There’s a fun debate happening right this very second on WebmasterRadio.fm chat where people are arguing over whether or not the existence of an RSS feed is the same as implicitly granting permission to anyone and everyone to republish your work.
Personally, I’m on the fence on the morality of the issue. It’s wrong and bad to scrape, but I don’t see how you can prevent scrapers from taking your content and running it. You may as well acknowledge that the practice occurs and use it to your advantage by seeding your feed with some back links to your site(s). You can also limit your feed to just snippets of the full articles or even just headlines to make your content less desirable to scrapers.
To try to DMCA every site you catch reprinting your work is an exercise in futility, and you’d have a really tough time suing anyone over it unless:
- Your content is being reprinted/republished by a legitimate/large, money making website, they are claiming they wrote it, and you can prove monetary damages.
- You’re a bored attorney and have lots of time to kill.
- You have a relative who is a bored attorney and has lots of time to kill.
- You’ve got deep enough pockets and a deep enough hatred for a single, particular violator and want to go to war on principle, and you don’t care that you won’t actually win any money (because you can’t squeeze blood from a rock).
Really, unless situation #1 is applicable, it’s pointless to pursue.
Ultimately, I think your best bet is to put all the appropriate copyright claims and notices and restrictions on your site and in your TOS, and then take the proactive measure of sprinkling some back links into your content.

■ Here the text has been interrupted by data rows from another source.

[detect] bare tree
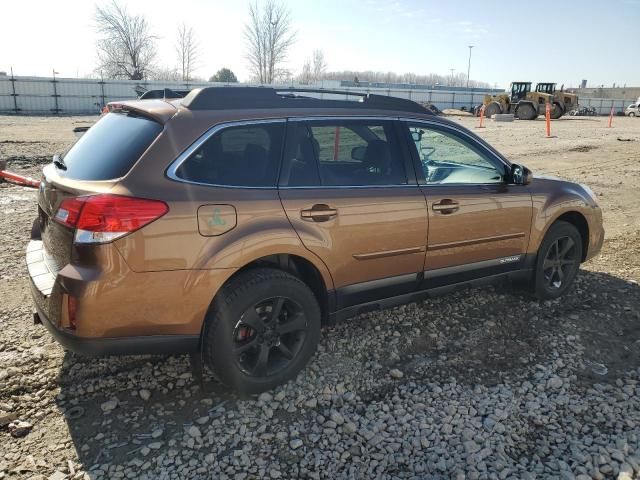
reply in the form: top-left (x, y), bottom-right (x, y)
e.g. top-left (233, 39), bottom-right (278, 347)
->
top-left (298, 59), bottom-right (313, 85)
top-left (96, 0), bottom-right (157, 80)
top-left (154, 65), bottom-right (182, 82)
top-left (312, 49), bottom-right (327, 82)
top-left (244, 0), bottom-right (295, 84)
top-left (176, 23), bottom-right (200, 82)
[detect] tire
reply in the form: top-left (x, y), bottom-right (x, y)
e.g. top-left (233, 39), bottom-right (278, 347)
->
top-left (516, 103), bottom-right (538, 120)
top-left (551, 103), bottom-right (564, 120)
top-left (203, 268), bottom-right (320, 394)
top-left (533, 221), bottom-right (582, 300)
top-left (484, 102), bottom-right (502, 118)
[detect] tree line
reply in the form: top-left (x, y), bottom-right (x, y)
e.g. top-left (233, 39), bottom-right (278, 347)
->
top-left (95, 0), bottom-right (489, 87)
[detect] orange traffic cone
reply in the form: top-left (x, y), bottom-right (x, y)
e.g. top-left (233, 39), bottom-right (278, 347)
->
top-left (476, 105), bottom-right (484, 128)
top-left (544, 102), bottom-right (551, 138)
top-left (608, 107), bottom-right (613, 128)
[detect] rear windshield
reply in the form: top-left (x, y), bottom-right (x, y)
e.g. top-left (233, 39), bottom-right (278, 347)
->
top-left (58, 113), bottom-right (162, 180)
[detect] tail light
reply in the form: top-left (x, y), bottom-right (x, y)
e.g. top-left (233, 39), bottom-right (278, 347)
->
top-left (67, 295), bottom-right (78, 330)
top-left (53, 194), bottom-right (169, 243)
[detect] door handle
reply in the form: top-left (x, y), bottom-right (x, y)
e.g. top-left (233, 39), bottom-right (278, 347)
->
top-left (300, 203), bottom-right (338, 222)
top-left (431, 198), bottom-right (460, 215)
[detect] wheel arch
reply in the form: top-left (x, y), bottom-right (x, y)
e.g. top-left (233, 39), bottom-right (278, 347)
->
top-left (542, 210), bottom-right (589, 262)
top-left (212, 252), bottom-right (335, 323)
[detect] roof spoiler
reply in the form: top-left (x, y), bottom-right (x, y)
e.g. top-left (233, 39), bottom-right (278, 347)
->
top-left (139, 88), bottom-right (190, 100)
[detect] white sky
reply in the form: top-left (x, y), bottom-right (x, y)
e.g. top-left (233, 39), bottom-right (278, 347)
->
top-left (0, 0), bottom-right (640, 87)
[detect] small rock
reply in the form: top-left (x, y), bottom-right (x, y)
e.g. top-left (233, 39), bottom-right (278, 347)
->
top-left (9, 420), bottom-right (33, 438)
top-left (258, 392), bottom-right (273, 403)
top-left (329, 411), bottom-right (344, 425)
top-left (547, 377), bottom-right (562, 390)
top-left (48, 470), bottom-right (67, 480)
top-left (100, 397), bottom-right (120, 413)
top-left (462, 440), bottom-right (480, 453)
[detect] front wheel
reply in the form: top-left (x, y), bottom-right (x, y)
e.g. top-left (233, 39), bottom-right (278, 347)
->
top-left (516, 103), bottom-right (538, 120)
top-left (484, 102), bottom-right (502, 118)
top-left (534, 221), bottom-right (582, 300)
top-left (204, 268), bottom-right (320, 394)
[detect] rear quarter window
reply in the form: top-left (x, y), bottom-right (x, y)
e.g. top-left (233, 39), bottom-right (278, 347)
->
top-left (58, 113), bottom-right (162, 181)
top-left (175, 122), bottom-right (285, 187)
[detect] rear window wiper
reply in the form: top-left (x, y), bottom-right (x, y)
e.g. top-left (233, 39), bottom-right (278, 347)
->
top-left (53, 155), bottom-right (67, 170)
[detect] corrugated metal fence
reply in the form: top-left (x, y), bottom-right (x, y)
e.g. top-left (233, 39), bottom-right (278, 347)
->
top-left (0, 76), bottom-right (629, 115)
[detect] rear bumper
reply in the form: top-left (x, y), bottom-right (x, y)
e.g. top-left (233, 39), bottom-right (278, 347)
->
top-left (34, 296), bottom-right (200, 357)
top-left (27, 240), bottom-right (200, 356)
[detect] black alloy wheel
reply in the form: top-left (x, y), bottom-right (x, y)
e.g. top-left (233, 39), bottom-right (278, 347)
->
top-left (233, 297), bottom-right (307, 377)
top-left (542, 237), bottom-right (580, 289)
top-left (532, 221), bottom-right (583, 300)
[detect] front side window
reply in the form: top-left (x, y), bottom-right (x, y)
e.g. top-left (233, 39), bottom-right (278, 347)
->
top-left (284, 120), bottom-right (407, 187)
top-left (175, 122), bottom-right (285, 187)
top-left (409, 124), bottom-right (504, 185)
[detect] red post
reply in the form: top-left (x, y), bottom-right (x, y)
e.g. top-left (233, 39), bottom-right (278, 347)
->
top-left (0, 170), bottom-right (40, 188)
top-left (544, 102), bottom-right (551, 138)
top-left (476, 105), bottom-right (485, 128)
top-left (333, 127), bottom-right (340, 160)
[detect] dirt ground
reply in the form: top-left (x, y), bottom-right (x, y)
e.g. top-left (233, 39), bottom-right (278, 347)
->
top-left (0, 116), bottom-right (640, 480)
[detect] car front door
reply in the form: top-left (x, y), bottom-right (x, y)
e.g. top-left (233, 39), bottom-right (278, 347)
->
top-left (405, 122), bottom-right (532, 288)
top-left (279, 118), bottom-right (427, 309)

Also, not providing the full articles in the feeds, but limiting the feed to just snippets or headlines might help, too.
I would say that sums up the debate well enough.
I would go in the direction that if you publish an RSS Feed, include a copyright code at the bottom of every post that links back to your website, I’ve seen this done on another SEO Blog (I think Graywolf, but I don’t recall).
Anyway, it would be smart since you would get links to the original content and would convince search engines where the content ORIGINALLY came from (in my opinion).
Furthermore, if you’re publishing an RSS Feed, it’s not up to you how others perceive this. Some will go with the ‘moral’ thing if you ask them not to steal your content. Others will steal it anyway.
Also, you can publish an RSS Feed with the title and include the first 250 characters, so it depends on how you publish your RSS Feed when it comes to who steals your content.
i think i’ll have no problem sending out dmca notices all the time. i have google alerts setup and a template dmca letter… i just wish i could email them to blogger instead of fax.
creating the work gives me the copyright and RSS/atom is just a file format i choose to publish so that people can do what they want personally with fair use, but not republish for profit.
No one is arguing that you don’t hold the copyright to your work, and you’re within your rights to send DMCAs to everyone you catch scraping your content.
The questions are: is it worth your time to fight it, and even if you score some minor victories and get your content taken down, is it going to stop the practice in general?
I think the answers to both are probably “no”.
I don’t see why anyone would think just because there is an RSS feed that makes it free game for everyone. Some common sense should apply. But then, we’re not dealing with common sense people if they have to steal material to make it in this world.